Starting in mid-pregnancy, healthcare providers can confirm a diagnosis of PE by measuring the levels of sFlt-1 and PlGF in maternal serum. Because women with PE have a significantly higher sFlt-1:PlGF ratio than women with other hypertensive disorders, this ratio enables providers to distinguish between patients who will develop PE and those with chronic or gestational hypertension. The sFlt-1:PlGF ratio has superior diagnostic power compared to either of these biomarkers alone, and several studies show that this ratio is highly predictive for ruling out PE, with a negative predictive value close to 99%. The sFlt-1:PlGF ratio combined with Doppler ultrasound measurements also has increased sensitivity and specificity for PE compared with a Doppler ultrasound by itself.
However, the ratio’s positive predictive value is < 37%, which is quite low. An ideal biomarker for preeclampsia should have a high positive predictive value in addition to a high negative predictive value. Further research is therefore needed in this area.
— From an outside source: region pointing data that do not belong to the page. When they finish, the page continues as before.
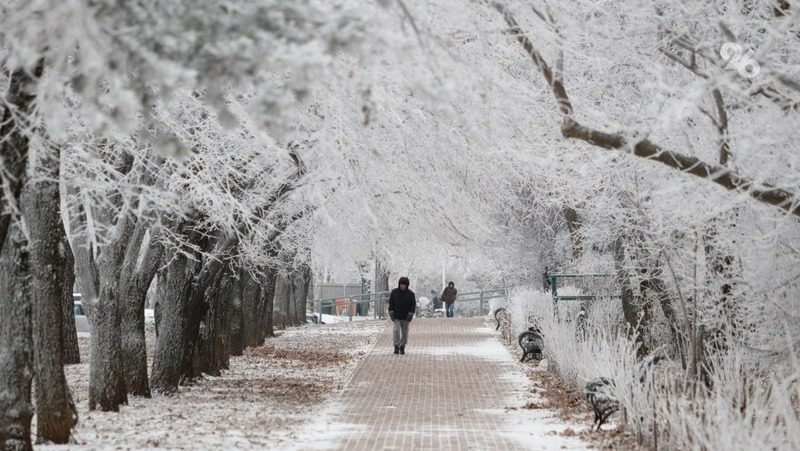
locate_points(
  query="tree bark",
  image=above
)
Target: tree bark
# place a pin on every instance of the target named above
(140, 270)
(302, 284)
(14, 142)
(16, 344)
(72, 353)
(215, 341)
(270, 280)
(381, 285)
(237, 317)
(282, 301)
(630, 309)
(174, 286)
(574, 228)
(252, 306)
(52, 276)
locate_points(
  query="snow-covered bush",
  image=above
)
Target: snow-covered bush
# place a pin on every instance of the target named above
(752, 402)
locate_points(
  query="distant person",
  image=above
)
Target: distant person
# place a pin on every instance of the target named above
(437, 301)
(402, 306)
(449, 298)
(546, 279)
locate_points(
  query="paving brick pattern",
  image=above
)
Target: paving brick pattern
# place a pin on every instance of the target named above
(449, 392)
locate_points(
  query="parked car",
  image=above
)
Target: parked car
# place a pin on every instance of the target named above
(81, 322)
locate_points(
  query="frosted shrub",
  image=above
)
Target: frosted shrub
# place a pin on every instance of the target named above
(752, 404)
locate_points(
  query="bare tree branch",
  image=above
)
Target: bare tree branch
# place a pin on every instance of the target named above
(570, 128)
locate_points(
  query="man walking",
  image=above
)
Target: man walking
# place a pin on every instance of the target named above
(402, 305)
(449, 297)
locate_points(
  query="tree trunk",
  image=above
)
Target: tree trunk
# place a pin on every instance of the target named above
(174, 286)
(251, 294)
(52, 276)
(14, 145)
(630, 309)
(106, 379)
(237, 317)
(16, 344)
(134, 289)
(381, 285)
(72, 353)
(267, 326)
(302, 286)
(214, 343)
(574, 228)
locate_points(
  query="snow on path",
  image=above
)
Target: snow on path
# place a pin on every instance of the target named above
(266, 396)
(456, 388)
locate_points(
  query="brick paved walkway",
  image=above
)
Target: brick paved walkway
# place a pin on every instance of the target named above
(451, 390)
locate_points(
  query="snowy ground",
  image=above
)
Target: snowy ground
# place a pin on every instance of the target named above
(267, 395)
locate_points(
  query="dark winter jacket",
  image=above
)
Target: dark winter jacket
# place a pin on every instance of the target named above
(401, 303)
(449, 295)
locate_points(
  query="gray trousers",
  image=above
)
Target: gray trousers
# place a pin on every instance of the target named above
(401, 332)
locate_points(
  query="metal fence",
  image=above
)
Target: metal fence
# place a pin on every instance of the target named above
(334, 290)
(374, 305)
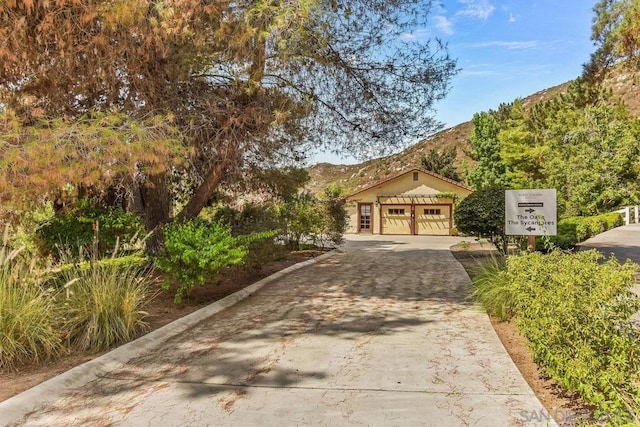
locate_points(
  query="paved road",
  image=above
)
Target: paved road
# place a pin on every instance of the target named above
(378, 334)
(622, 242)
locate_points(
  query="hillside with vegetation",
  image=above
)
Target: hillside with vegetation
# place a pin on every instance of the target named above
(623, 84)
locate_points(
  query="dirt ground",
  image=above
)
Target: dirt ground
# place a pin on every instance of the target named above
(161, 311)
(565, 408)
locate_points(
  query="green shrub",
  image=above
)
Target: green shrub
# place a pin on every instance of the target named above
(493, 289)
(196, 251)
(28, 314)
(251, 219)
(575, 311)
(481, 214)
(103, 305)
(87, 228)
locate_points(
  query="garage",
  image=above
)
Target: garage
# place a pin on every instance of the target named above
(433, 220)
(396, 219)
(415, 201)
(417, 219)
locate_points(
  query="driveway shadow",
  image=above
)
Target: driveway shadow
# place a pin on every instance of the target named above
(369, 290)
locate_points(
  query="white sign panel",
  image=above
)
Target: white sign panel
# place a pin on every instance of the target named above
(530, 212)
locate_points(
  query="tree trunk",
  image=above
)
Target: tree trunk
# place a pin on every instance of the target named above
(152, 202)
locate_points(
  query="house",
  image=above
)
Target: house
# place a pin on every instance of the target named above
(415, 201)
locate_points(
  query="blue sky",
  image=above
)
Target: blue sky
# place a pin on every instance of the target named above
(505, 49)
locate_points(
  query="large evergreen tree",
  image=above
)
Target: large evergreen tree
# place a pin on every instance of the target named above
(242, 82)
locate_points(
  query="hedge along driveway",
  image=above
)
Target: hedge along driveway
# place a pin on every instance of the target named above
(381, 333)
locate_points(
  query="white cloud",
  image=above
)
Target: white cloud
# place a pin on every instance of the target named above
(443, 24)
(509, 45)
(480, 9)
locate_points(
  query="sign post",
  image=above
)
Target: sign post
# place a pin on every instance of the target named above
(531, 213)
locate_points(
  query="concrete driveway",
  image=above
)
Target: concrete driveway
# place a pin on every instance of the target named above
(380, 333)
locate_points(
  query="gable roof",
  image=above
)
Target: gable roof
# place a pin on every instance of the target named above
(398, 175)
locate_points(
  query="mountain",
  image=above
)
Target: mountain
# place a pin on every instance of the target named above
(623, 84)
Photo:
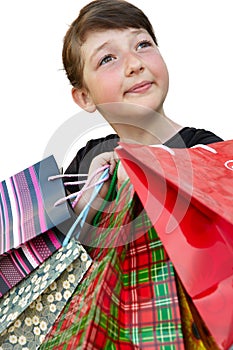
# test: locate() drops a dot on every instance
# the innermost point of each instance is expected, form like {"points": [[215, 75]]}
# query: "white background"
{"points": [[195, 39]]}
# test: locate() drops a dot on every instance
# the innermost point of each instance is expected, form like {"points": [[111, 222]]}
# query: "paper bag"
{"points": [[188, 196]]}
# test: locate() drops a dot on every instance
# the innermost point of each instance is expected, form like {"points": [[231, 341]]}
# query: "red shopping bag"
{"points": [[188, 194]]}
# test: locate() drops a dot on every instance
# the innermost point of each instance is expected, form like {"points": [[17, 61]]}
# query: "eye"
{"points": [[106, 59], [144, 43]]}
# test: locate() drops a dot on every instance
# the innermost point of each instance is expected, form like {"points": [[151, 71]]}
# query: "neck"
{"points": [[155, 130]]}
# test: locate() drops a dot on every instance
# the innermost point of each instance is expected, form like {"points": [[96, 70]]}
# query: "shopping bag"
{"points": [[37, 305], [18, 263], [187, 194], [27, 204], [19, 298], [128, 298]]}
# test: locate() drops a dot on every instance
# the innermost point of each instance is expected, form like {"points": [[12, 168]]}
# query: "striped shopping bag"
{"points": [[27, 204]]}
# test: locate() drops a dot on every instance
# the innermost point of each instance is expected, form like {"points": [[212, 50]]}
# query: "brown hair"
{"points": [[98, 15]]}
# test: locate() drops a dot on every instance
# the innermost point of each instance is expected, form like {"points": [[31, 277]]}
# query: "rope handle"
{"points": [[83, 215]]}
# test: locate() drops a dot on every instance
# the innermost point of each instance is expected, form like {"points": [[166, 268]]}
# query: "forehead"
{"points": [[96, 40]]}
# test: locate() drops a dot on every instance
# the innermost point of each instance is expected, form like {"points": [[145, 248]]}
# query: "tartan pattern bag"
{"points": [[128, 299]]}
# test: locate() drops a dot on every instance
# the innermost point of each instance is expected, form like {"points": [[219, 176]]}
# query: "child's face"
{"points": [[125, 66]]}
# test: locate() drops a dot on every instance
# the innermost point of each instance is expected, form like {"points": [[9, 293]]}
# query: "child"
{"points": [[112, 60]]}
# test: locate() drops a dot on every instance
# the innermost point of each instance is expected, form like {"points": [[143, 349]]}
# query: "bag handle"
{"points": [[83, 215]]}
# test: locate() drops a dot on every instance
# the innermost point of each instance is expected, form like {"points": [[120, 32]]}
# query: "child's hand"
{"points": [[107, 158]]}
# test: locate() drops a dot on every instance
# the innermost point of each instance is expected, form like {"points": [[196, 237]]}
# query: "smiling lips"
{"points": [[140, 88]]}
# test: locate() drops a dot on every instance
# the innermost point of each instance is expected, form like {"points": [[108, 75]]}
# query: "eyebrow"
{"points": [[106, 43], [99, 48]]}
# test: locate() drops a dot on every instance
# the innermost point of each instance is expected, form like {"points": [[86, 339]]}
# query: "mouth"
{"points": [[140, 88]]}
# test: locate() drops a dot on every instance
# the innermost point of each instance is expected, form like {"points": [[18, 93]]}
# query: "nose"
{"points": [[133, 65]]}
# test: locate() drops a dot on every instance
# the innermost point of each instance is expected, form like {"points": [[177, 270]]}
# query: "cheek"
{"points": [[107, 87], [158, 67]]}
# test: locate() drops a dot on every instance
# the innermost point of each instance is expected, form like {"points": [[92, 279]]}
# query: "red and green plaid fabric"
{"points": [[128, 299]]}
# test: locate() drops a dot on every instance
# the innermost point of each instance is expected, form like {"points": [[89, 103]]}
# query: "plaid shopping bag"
{"points": [[129, 297], [27, 204]]}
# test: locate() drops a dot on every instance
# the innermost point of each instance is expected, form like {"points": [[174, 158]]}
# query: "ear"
{"points": [[83, 99]]}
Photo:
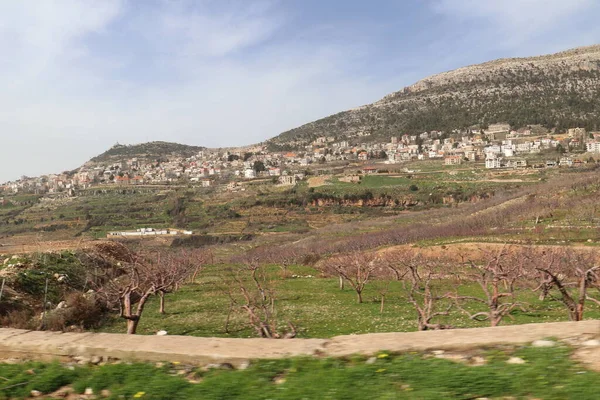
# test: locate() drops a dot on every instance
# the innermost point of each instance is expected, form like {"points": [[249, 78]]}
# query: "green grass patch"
{"points": [[547, 373]]}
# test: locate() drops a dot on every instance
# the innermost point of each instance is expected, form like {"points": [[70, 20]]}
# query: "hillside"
{"points": [[556, 91], [150, 150]]}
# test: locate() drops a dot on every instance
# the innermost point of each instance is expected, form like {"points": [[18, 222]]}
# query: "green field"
{"points": [[547, 374], [318, 308]]}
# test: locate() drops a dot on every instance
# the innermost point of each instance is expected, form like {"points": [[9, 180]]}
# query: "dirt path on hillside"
{"points": [[47, 246], [472, 250]]}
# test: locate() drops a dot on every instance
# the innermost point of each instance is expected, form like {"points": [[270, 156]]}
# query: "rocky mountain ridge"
{"points": [[557, 91]]}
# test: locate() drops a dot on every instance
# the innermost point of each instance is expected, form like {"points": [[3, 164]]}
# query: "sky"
{"points": [[78, 76]]}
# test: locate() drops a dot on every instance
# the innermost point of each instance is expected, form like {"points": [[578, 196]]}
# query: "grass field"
{"points": [[318, 308], [546, 374]]}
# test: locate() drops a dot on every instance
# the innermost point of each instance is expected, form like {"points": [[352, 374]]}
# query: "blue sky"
{"points": [[78, 76]]}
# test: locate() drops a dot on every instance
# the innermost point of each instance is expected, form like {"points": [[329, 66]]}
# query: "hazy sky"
{"points": [[77, 76]]}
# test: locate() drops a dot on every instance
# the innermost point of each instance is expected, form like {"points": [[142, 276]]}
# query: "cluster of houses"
{"points": [[498, 145], [148, 232]]}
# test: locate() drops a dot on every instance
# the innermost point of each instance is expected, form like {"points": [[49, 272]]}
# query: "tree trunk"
{"points": [[161, 294], [132, 326]]}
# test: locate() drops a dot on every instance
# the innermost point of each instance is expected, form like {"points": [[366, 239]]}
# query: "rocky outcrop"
{"points": [[556, 90]]}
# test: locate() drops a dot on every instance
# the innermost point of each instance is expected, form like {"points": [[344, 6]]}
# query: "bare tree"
{"points": [[143, 277], [496, 276], [572, 273], [426, 302], [355, 267], [251, 291]]}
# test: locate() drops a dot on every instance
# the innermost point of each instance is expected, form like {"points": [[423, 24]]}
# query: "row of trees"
{"points": [[434, 285]]}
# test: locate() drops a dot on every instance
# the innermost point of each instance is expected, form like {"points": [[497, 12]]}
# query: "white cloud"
{"points": [[192, 72], [512, 24]]}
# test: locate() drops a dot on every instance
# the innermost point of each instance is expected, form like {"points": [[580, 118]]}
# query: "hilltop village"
{"points": [[498, 147]]}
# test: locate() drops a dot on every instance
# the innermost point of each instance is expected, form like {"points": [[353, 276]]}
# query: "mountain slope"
{"points": [[150, 150], [557, 91]]}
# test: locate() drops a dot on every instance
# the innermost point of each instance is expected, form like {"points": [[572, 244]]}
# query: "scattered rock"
{"points": [[515, 360], [81, 360], [62, 392], [478, 361], [543, 343], [244, 365], [591, 343], [96, 360], [208, 367], [456, 357], [62, 304]]}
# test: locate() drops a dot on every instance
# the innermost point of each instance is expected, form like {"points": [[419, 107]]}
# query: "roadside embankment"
{"points": [[45, 346]]}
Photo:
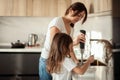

SO WHAT SHOULD LABS USE TO DETECT PREECLAMPSIA?
First-trimester maternal serum levels of PlGF and PAPP-A along with other maternal factors form a suitable panel for predicting the development of PE. For women in their second and third trimesters, labs should then measure maternal serum concentrations of sFlt-1 and PlGF to differentiate healthy women from women with PE. A high sFlt-1:PlGF ratio and a rapid elevation in the sFlt-1:PlGF ratio are associated with significantly increased risk for an immediate delivery.
Overall, the earlier labs identify a woman at high risk for PE, the better the chances are of improving her pregnancy’s outcome. Once a high-risk patient is identified, she can undergo intensive maternal and fetal monitoring, which in turn could lead to earlier diagnosis of PE while also preventing serious complications through timely pharmacological interventions.